The final criteria relate to space, both external and internal. “Any successful restaurant must have the right dialogue with the street they are on. This seems to me to be far more obvious in New York and Paris where the feel of a restaurant seems to vary far more with the different districts they are in than seems to be the case in London. And if this fits then the architect and the restaurateur can create the right understanding that makes the customer happy. At The Mirabelle, for example, the challenge was to manage people’s expectations because although this was a smart place on a smart Mayfair street, the restaurant is in a basement.”

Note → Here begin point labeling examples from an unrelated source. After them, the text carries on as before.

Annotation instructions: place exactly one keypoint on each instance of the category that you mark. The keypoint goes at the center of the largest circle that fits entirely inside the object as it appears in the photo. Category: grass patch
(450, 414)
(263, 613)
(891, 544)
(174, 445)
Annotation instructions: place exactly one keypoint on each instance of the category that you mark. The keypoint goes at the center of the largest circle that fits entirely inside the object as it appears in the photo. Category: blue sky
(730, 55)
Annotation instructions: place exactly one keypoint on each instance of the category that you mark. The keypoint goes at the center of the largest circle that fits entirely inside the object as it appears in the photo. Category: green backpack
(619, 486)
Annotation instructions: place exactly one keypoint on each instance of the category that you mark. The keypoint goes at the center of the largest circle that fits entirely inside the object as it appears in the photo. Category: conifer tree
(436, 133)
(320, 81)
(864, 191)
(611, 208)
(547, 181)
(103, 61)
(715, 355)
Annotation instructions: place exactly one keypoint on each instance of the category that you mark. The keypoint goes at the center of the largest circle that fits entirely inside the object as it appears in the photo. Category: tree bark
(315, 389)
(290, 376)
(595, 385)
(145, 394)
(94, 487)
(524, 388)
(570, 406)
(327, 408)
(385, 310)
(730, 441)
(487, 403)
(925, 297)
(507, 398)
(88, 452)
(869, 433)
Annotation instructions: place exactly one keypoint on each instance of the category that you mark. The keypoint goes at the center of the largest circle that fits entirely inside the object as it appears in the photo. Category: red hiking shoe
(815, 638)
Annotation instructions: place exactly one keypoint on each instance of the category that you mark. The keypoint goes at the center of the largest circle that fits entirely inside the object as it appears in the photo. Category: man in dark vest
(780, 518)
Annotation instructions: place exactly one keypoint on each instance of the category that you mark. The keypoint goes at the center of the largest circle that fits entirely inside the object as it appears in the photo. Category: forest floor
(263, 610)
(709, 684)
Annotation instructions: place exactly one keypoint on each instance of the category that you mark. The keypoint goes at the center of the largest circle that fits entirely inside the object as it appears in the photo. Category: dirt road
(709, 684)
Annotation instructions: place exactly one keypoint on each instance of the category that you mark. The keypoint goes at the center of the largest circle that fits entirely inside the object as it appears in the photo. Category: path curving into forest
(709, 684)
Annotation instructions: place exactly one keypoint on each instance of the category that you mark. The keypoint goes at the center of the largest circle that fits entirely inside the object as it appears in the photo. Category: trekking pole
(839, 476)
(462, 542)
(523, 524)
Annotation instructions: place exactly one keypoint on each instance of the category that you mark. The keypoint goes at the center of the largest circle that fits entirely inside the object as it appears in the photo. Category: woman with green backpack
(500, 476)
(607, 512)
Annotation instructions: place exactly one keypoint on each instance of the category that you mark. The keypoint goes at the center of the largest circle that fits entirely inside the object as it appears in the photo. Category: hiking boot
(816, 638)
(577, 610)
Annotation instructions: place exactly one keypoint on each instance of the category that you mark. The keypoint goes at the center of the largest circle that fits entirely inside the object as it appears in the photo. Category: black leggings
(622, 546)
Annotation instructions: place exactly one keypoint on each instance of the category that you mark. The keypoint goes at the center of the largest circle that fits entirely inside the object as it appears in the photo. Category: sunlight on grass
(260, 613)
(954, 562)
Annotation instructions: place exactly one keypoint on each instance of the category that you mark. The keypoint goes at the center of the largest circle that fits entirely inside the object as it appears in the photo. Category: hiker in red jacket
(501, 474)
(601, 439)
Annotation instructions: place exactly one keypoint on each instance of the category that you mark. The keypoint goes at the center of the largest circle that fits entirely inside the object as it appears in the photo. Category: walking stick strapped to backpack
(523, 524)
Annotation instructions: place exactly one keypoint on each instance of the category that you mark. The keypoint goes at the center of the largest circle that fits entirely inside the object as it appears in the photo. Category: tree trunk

All these successes on a design front have left Collins convinced of two other aspects of the restaurant business. The first is that whatever his input, successful, comfortable restaurants require constant maintenance that borders on tender, loving care. “Some restaurateurs and chefs care, others simply don’t. But Marcus Wareing at Petrus is a striking example of a chef who cares – he looks after his restaurant the way someone would look after their old Bentley.”

And the second is that whatever his and others’ success, ultimately converting an old building or a former restaurant into a new restaurant space will never be completely successful. “The ducting, the drainage or the air conditioning are probably all going to have to be compromised while the kitchen may not be in the right place for the food we want to eat today. I would love to do in London what I have seen work so successfully in Sao Paolo in Brazil and to build something brand new specifically to house a restaurant.”

Until then restaurant-goers will have to enjoy Collins’ current work and wait for his next interior, the second and, from what I have seen, large and hugely imposing branch of Nobu, which opens in the former Mayfair Club in Berkeley Street in June.